Mi clase es como esa caja de caramelos: siempre está llena. Llena de ruido, de risas, de voces. Llena de niños, de sus historias, de sus juegos, de sus reflexiones. Llena de momentos de trabajo, momentos divertidos, momentos para pensar. Llena de cuentos y de dibujos. Pero sobre todo, llena de necesidades que atender, de soluciones que aplicar y de sonrisas que regalar. Y yo, al igual que mis abuelos, intento tenerla siempre preparada para cada uno de ellos, para que encuentren allí lo que cada mañana buscan al traspasar la puerta del aula.

Reconozco que no es fácil y a veces parece que la caja está casi vacía. La paciencia llega al límite (o eso creo), las clases no salen como las había preparado o algún imprevisto ralentiza el buen ritmo de trabajo que llevábamos. Entonces, pienso en esa caja, que siempre estaba llena, y recuerdo los trucos de mis abuelos intentando aplicarlos a mi aula. Recuerdo que cuando los caramelos se estaban acabando y los nietos estábamos a punto de llegar y saquear esa cajita con nuestras manos y alboroto, los abuelos, sin que nos diésemos cuenta, abrían el armario o el cajón y reponían con disimulo y si no había pedían ayuda a alguno de mis tíos que rápidamente iba al pueblo cercano y traía más. Si quedaban pocos, nos enseñaron a compartir y cuando había muchos aprendimos a administrarlos, aunque nos costase alguna lagrimilla.

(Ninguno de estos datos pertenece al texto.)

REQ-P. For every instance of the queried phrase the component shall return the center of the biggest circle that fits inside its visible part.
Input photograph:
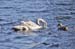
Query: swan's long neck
(44, 23)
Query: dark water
(53, 11)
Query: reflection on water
(12, 12)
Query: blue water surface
(12, 12)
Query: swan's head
(42, 22)
(60, 25)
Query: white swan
(29, 25)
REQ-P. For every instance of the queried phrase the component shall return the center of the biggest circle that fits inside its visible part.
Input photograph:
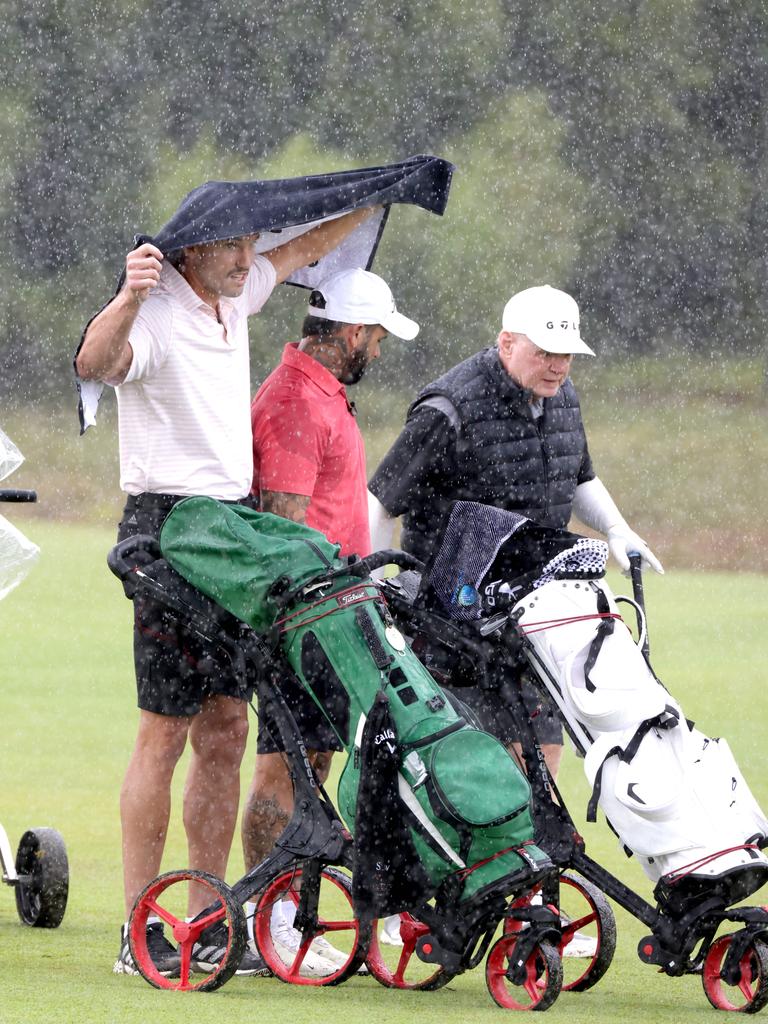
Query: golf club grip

Quizás eso es lo que nos falta a los mayores: aprender a pedir ayuda, aprender a compartir con los compañeros, aprender a servir a los demás.

Aún queda mucho curso por delante y muchos caramelos que repartir. Estoy segura que con ayuda de mis compañeros, las familias y los niños conseguiré lo que mis abuelos me enseñaron hace muchos años: estar cuando me necesiten, disfrutar al estar y ser la maestra que soy y crece en mí.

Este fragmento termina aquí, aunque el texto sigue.